Liz, a 35-year-old chemistry teacher at Sun Prairie High School, tried to get back into her running routine six weeks after Allie's birth, "but as soon as I started running," she says, "it was never right. My back, my hips…every time I ran, I didn't feel good."

It's a common occurrence for mothers returning to distance running, says UW Health Sports Medicine Runners Clinic director and UW School of Medicine and Public Health department of orthopedics and rehabilitation associate professor Bryan Heiderscheit, PT, PhD, whether the time elapsed between runs is six weeks, as with Liz, or six months.

"The main concern is they may try to run the way they used to run," says Heiderscheit. "A normal running pattern prior to childbirth may be excessive when you're returning after pregnancy, especially if certain muscles are not being turned on in the proper manner. You're going to start to break down."

The Runners Clinic video evaluation system provides a biomechanical assessment of the runners's stride.

That translates to problems with the hips, knees and the hobbling lower-back trouble Liz experienced when she laced her running shoes back up. So what's a mom to do?

To smooth the return to running for women like Liz, the Runners Clinic is developing a two-pronged program in conjunction with the UW Health Spine Physical Therapy Clinic. The program identifies and strengthens muscles critical to running and assesses running form to correct flaws that may be causing undue pain. Patients also have access to ancillary services including sports medicine, physical therapy, nutrition and sports psychology, as necessary.

"We see patients at the Spine Physical Therapy Clinic with back pain, incontinence - all sorts of things - after childbirth," says Carrie Schwoerer, PT, a UW Health Research Park rehabilitation manager. "Bryan noticed in his lab that we may have some overlap. We wanted to find a way to have it more user-friendly for the patient and more of a streamlined product."

For Liz, it started with an appointment at the Spine Physical Therapy Clinic to address her back pain. She told her physical therapist she was struggling with her running, and the PT suggested she undergo gait analysis at Heiderscheit's Runners Clinic. But first she needed to get stronger, in a very specific way.

"There are four layers of abdominals," Schwoerer says. "They deepest ones tend to get turned off during pregnancy. We need to retrain women on how to use those deepest muscles so they're not overly dependent on muscles that aren't in good position to support the spine."

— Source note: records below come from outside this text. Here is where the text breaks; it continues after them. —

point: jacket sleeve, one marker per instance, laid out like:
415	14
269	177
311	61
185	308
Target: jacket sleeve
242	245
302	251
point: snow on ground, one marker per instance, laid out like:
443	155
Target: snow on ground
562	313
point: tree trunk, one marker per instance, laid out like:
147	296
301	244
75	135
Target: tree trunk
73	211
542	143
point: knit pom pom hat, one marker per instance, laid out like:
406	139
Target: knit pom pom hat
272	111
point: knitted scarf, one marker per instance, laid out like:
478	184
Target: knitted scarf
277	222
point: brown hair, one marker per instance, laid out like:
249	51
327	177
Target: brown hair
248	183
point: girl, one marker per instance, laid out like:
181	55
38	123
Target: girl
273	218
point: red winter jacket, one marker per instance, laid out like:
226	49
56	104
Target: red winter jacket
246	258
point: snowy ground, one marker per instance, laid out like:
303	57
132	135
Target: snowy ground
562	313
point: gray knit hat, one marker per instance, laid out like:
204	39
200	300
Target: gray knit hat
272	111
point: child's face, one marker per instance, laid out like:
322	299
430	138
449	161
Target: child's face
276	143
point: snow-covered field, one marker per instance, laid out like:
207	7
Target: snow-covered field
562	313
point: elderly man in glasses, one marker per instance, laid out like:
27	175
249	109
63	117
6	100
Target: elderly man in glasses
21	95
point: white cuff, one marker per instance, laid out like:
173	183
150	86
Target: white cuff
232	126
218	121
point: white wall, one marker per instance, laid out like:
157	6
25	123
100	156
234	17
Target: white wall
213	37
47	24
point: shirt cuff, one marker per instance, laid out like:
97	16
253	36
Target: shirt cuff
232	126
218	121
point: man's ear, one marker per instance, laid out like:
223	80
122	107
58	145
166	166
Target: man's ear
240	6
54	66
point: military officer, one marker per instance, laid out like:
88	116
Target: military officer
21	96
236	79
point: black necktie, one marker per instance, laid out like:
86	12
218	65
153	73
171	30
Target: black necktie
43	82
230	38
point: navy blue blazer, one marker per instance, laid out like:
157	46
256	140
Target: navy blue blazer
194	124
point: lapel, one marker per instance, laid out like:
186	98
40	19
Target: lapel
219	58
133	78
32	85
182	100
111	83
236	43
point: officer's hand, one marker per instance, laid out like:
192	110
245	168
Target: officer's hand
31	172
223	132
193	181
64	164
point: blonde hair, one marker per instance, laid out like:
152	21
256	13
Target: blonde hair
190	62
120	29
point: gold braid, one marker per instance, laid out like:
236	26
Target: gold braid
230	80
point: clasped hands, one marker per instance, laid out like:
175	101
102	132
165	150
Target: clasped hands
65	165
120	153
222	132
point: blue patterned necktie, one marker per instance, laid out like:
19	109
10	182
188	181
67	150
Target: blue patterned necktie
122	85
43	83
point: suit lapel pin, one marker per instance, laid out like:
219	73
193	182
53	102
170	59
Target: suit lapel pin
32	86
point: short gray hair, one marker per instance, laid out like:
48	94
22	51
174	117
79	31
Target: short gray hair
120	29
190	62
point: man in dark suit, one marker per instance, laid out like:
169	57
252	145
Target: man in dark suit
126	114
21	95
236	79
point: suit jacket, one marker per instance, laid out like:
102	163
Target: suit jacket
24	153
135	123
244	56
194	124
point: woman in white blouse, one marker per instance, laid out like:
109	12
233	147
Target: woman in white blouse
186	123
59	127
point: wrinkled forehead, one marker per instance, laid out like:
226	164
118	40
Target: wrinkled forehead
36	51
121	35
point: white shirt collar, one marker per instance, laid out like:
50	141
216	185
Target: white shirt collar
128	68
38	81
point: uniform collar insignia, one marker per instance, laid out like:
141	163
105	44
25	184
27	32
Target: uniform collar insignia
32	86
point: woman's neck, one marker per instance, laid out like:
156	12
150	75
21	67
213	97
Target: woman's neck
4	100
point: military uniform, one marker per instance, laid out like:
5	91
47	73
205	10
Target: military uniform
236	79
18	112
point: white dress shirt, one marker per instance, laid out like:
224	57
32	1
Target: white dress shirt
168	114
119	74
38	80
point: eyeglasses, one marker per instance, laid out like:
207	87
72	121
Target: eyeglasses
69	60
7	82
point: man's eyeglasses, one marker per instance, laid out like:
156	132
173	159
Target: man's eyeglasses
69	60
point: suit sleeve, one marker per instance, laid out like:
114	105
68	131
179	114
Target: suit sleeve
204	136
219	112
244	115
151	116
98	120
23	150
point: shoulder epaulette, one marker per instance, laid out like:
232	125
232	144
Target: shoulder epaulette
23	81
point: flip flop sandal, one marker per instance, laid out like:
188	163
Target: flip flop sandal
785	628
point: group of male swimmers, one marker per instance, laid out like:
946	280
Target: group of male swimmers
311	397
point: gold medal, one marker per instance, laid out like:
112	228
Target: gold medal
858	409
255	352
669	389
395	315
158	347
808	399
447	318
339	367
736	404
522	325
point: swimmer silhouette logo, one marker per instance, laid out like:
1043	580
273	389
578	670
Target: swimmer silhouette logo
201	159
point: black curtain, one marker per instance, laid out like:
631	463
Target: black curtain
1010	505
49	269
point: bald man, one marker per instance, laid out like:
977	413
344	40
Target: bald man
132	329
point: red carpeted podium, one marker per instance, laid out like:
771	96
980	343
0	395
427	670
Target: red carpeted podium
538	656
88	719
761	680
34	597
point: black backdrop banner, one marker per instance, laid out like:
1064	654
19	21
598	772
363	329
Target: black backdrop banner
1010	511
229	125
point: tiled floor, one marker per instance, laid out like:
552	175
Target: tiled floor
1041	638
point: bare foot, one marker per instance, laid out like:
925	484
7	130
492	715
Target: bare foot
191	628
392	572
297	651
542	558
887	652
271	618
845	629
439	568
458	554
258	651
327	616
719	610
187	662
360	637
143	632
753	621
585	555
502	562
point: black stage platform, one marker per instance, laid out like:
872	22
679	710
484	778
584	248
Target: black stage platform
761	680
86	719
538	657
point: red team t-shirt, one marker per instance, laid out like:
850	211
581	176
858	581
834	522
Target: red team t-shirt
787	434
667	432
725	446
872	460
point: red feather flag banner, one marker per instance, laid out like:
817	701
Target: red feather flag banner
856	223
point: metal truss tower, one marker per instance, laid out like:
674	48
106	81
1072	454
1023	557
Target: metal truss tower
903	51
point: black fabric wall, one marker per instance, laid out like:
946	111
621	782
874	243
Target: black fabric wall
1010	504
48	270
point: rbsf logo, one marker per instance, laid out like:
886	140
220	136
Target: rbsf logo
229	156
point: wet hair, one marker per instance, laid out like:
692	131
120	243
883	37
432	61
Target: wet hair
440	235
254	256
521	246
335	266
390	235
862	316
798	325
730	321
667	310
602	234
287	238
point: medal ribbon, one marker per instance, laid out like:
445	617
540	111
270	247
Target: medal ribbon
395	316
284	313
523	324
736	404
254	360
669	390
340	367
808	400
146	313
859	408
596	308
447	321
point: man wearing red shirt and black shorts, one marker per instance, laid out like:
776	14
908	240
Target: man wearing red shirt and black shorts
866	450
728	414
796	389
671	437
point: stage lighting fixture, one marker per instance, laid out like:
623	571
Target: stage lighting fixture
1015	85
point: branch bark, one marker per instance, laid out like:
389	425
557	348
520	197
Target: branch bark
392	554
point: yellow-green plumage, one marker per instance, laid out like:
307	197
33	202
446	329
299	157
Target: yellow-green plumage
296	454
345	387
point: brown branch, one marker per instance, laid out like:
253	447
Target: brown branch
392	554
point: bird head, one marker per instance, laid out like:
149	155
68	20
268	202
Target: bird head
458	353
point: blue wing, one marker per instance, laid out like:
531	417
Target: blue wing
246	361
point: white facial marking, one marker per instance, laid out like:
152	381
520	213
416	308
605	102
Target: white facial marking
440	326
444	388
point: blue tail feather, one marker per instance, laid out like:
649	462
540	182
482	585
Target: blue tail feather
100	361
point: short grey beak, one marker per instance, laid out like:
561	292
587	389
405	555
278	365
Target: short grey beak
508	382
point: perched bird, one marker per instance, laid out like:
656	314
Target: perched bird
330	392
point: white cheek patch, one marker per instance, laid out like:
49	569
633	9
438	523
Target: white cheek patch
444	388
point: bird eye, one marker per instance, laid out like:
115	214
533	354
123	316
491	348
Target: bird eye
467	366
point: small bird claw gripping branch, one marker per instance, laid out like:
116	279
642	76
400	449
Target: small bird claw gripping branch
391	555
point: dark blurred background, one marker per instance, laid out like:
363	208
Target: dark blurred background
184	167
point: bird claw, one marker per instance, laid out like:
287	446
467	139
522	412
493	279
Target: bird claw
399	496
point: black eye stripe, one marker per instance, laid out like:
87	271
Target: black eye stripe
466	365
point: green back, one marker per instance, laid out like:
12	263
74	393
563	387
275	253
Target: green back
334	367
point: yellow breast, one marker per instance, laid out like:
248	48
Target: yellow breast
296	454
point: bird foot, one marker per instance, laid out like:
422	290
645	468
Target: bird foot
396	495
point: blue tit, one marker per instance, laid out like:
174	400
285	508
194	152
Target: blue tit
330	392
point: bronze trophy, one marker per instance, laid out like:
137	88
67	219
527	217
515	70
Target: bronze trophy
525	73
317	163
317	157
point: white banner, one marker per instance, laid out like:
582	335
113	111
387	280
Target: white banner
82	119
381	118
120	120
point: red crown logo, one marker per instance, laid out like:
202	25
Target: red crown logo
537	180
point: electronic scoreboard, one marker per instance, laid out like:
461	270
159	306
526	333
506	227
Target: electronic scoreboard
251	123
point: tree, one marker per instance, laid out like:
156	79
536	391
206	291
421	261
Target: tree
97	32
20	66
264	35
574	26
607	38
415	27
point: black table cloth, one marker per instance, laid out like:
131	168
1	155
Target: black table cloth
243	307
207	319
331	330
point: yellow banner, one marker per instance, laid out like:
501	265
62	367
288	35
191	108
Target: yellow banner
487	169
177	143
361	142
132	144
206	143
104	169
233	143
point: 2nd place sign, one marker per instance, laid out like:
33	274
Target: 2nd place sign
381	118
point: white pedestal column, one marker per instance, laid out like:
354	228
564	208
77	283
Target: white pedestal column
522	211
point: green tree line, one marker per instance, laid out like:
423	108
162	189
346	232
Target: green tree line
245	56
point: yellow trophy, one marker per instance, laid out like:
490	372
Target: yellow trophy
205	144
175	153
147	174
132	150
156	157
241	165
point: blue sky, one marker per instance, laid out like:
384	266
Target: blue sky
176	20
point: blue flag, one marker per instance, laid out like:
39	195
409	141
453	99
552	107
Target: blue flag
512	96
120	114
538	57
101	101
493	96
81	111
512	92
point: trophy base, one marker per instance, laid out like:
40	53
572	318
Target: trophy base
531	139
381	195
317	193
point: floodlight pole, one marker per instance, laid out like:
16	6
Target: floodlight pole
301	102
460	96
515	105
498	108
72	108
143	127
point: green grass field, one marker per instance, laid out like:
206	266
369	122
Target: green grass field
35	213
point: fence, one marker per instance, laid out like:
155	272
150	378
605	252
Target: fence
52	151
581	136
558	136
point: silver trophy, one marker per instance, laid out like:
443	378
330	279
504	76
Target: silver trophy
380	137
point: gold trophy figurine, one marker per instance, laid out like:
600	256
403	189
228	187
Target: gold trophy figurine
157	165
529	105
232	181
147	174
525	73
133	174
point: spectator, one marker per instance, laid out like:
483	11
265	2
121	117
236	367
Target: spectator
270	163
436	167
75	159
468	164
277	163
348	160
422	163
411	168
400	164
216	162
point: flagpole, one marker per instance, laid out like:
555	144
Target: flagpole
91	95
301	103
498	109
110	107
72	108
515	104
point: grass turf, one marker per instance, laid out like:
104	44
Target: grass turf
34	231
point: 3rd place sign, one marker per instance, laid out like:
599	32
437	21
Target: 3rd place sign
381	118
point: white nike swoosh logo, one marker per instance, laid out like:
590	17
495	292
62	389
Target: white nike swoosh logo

"Usually those muscles are totally ignored, because they're not the six-pack abs that everyone wants," jokes Liz. But they do support the spine and pelvis and thus are crucial to running, so Liz started a regimen of planks, lunges and balance exercises. "We worked very hard to get those muscles to activate."

Using the clinic's ultrasound imaging machine helped by providing visual confirmation that Liz was working the right muscles during these subtle exercises.

"The best thing was they gave me immediate feedback," she says. "I could see the muscles contracting and I knew what it felt like. Once they showed me what I should feel, I took off from there."

With her inner abdominals activated, Liz underwent evaluation of her running technique. Using the Runners Clinic video evaluation system, Liz learned she was overstriding, which was causing excess pressure on her spine.

"They shortened my gait and increased my cadence, so I could keep my speed and take a lot of pressure off my lower back," she says. "I run at the same speed without the pain."

Heiderscheit also sent Liz an audio file of her running cadence she could download to her iPod and listen to while she trained. 

"When I got my body into that rhythm, I increased my mileage faster than I thought I could," Liz says.

The program was so successful, Liz recently completed her first marathon, and says she suffered no injuries and experienced no pain during her entire training regimen.

"Every woman who wants to run after having a kid should do something like this, because it gets you back into your natural high," she says, alluding to the feeling of accomplishment and even liberation distance runners crave. Though every mother's primary attention is with her children, Liz insists, "you still have yourself as a person, too, and it made a big difference in terms of what I could do."